I can get off the board. The common denominator here is that all these areas we were running with the ball. But it started with something that remains for me fundamental, and that was the decision we took, on the instructions of the President on the first day, to strengthen again, raise energy again, breathe new life, re-engage, and in some cases we reinvent. these alliances and partnerships. The fundamental premise that we have is, one, as you could – and you’ve heard me say this many times, but we have to repeat – one, the world does not organize itself. And if we’re not there – if the United States is not there to lead, to engage, to help organize, then either somebody else is going to do it or nobody’s going to do it – either way, it’s probably not good for us.

But the second, and the side of the same coin, is that virtually all these problems to be solved effectively need other countries in the agreement, they need us to coordinate, to cooperate. There American diplomacy has been playing a key role. Each of these issues – and again, when it comes to other issues that I mentioned – Iran, North Korea, etc. – we were not holding back. We have been struggling, but ultimately other countries have to make decisions about what they will or will not do.

We continue to believe, for example, on Iran’s nuclear program that the best way to deal with this challenge, to deal with this threat is through diplomacy. We were engaged in intense diplomacy. But if Iran is not willing or able to do what is necessary to come back into compliance, well, that is part of the equation as well.

QUESTION:  Yes, I want to start on this question of alliances. Because the Biden administration has come under a lot of criticism, including from allies, for its handling of the withdrawal from Afghanistan. I wonder if there were lessons learned that are — that were useful to you in managing these alliances, now in dealing with Russia and China. And then also, briefly, what can the United States do now to support the women of Afghanistan?

SECRETARY BLINKEN:  So part two first. The decision that we have just heard comes from the Taliban about the denial of opportunities for women to go to universities, for girls to go to school – I think what you have already heard is a round-the-clock condemnation -the world, and not only from us but from my countries – practically every continent, including Muslim countries, which, I think, is, in itself, important and powerful. What they have done is try to condemn Afghan women and girls to a dark future without opportunity. And the bottom line is that no country will be able to succeed, much less succeed, if it denies half of its population the opportunity to contribute.

And to be clear – and we are engaged with other countries on this right now – there will be costs if this is not reversed, if this is not changed. I will not dictate them today, but we will follow them in coordination with allies and partners. And I can also tell you that any prospects that the Taliban seek for improved relations with the world, with the international community, which is something they want and we know they need – this will not happen if they continue on this. course.

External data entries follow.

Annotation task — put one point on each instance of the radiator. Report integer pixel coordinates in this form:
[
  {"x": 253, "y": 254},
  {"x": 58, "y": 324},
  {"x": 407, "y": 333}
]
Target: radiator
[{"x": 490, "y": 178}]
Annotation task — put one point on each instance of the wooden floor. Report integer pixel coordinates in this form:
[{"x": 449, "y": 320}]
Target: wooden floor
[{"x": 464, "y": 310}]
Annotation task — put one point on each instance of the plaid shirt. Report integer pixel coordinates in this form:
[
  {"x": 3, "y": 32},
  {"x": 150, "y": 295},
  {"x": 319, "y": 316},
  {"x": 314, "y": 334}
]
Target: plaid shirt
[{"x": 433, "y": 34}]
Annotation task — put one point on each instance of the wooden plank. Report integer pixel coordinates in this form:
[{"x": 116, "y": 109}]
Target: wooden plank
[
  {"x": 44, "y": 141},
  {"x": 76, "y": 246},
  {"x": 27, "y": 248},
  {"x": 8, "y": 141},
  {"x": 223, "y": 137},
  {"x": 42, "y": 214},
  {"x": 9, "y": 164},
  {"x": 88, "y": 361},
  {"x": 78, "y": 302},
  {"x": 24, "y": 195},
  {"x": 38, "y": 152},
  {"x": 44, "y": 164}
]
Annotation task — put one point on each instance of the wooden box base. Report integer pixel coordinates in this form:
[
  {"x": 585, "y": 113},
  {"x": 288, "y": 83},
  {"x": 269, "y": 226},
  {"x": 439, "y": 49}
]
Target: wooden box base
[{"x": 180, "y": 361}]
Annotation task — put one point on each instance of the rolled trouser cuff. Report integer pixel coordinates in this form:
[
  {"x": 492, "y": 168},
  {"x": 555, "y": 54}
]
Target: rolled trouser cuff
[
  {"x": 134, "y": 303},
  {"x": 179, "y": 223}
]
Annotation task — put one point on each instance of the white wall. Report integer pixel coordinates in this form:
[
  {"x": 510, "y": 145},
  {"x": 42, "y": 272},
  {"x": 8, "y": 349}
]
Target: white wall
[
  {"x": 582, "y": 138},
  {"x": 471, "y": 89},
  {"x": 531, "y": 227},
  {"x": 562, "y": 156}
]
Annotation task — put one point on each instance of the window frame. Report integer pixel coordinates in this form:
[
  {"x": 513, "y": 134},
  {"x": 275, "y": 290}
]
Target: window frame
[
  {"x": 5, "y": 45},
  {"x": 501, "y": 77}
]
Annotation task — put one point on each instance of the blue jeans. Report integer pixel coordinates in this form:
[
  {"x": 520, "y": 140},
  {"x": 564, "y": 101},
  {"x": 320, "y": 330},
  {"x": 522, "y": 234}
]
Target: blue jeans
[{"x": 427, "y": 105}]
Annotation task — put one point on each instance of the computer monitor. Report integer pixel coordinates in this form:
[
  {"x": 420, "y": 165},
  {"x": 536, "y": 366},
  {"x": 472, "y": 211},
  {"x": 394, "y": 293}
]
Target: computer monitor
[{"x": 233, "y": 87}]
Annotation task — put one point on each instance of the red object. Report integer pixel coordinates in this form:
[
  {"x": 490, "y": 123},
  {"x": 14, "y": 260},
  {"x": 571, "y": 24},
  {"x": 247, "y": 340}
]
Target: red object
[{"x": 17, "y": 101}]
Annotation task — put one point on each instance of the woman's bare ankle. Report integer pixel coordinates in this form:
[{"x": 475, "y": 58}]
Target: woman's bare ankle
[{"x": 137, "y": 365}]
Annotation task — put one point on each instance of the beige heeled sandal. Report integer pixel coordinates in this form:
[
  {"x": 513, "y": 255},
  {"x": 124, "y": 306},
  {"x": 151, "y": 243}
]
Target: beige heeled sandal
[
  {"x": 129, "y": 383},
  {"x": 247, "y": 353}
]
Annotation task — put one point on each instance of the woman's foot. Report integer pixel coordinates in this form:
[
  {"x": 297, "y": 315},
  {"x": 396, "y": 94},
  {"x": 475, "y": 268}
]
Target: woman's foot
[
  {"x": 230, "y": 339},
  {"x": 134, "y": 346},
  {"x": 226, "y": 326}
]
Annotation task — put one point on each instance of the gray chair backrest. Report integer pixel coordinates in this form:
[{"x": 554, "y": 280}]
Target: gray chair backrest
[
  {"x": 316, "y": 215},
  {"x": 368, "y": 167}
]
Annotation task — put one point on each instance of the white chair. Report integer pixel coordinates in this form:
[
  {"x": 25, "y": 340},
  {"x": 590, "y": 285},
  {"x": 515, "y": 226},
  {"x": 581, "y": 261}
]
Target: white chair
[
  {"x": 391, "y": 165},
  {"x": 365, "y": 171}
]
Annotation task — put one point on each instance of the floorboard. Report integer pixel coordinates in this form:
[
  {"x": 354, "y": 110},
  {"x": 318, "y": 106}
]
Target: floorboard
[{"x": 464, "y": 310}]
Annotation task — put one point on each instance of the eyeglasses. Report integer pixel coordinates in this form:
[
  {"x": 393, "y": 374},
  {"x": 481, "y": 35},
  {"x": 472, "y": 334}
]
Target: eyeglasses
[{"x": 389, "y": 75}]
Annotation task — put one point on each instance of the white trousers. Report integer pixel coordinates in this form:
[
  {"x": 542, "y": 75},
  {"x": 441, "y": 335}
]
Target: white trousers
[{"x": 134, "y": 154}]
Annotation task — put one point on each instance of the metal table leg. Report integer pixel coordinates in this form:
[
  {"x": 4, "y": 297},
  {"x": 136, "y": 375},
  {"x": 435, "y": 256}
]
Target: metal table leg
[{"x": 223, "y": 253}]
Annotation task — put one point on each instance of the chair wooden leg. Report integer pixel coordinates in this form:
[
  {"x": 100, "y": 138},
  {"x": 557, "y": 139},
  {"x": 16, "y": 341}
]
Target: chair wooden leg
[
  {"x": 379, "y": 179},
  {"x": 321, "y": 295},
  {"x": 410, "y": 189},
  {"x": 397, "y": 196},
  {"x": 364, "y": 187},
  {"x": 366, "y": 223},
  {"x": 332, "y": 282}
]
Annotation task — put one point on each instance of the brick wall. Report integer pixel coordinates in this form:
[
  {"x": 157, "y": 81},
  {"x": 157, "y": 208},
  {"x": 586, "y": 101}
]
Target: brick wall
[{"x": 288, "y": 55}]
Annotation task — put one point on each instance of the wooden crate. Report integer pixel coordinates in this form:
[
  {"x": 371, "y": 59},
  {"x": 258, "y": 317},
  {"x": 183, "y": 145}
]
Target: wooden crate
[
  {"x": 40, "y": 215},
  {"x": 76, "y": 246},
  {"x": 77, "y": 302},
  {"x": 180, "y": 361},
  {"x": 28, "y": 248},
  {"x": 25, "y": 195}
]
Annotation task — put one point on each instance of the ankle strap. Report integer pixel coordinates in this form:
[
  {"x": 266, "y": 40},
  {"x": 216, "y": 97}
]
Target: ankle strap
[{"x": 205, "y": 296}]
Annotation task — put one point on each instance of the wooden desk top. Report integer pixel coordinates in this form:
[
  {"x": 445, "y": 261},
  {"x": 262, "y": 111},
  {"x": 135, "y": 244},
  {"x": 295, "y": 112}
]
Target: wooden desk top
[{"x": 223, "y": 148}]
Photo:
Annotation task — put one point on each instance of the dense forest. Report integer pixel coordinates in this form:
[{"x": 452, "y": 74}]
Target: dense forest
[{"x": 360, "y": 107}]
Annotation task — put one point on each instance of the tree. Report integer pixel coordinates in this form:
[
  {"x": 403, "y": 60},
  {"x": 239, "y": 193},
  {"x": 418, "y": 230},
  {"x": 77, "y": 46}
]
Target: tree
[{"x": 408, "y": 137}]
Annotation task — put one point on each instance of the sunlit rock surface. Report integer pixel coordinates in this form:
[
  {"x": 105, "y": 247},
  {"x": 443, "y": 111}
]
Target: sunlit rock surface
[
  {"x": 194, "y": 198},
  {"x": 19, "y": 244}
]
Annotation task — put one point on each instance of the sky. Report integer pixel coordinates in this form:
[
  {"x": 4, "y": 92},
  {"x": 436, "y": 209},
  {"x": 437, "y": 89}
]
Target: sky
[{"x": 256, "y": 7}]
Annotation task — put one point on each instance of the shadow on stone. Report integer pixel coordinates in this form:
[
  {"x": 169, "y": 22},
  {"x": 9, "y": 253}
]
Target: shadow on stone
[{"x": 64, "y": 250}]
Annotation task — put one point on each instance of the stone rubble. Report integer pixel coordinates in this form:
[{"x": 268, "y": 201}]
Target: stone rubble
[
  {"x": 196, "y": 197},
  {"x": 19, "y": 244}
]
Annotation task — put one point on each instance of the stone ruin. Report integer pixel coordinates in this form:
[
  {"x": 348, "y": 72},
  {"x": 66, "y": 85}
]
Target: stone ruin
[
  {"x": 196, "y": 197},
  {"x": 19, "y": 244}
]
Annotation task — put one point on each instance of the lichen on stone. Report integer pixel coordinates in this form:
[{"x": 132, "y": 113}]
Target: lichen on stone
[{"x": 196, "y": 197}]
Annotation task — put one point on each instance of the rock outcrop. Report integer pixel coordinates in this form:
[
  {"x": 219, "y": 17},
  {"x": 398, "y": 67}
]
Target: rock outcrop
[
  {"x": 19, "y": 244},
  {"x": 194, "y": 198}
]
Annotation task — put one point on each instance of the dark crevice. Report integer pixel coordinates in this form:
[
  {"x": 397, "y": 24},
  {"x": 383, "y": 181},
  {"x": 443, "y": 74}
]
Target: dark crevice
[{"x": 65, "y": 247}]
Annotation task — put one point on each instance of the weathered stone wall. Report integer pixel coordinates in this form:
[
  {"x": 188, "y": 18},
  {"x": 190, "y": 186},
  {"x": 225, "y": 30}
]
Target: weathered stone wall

More broadly when it comes to Afghanistan, of course, as we said, we have to learn the lessons of Afghanistan during the 20 years of the mission there, as well as the last year. I mean – and if you go back and look at, for example, what the Secretary General of NATO said and others said, our consultation with allies and partners on Afghanistan at the moment were sustained, they were intense , and we took it by force. note everything we heard from allies and partners before the decisions that President Biden made and that we made. Therefore I think that this idea that we hear from some about a lack of consultation is actually not derived from the facts nor from what many of our allies and partners have said.

I’ll say this too: we ended America’s longest war. For the first time in 20 years, Americans will not be coming home from Afghanistan in a body bag or seriously wounded. We have taken more than 120,000 people out of the country. When it comes to Russia’s war against Ukraine, if we were still in Afghanistan, I think it would have made much more complicated the support that we could give and that others were able to give to Ukraine to resist and push. back against Russian aggression. We have heard predictions that leaving Afghanistan will result in a tsunami of Afghan refugees. This, to date, has not happened. We have heard that this will result in more terrorism. This has not happened to date. And on the contrary, we were able to take out one of the main terrorists, Mr. al-Zawahiri.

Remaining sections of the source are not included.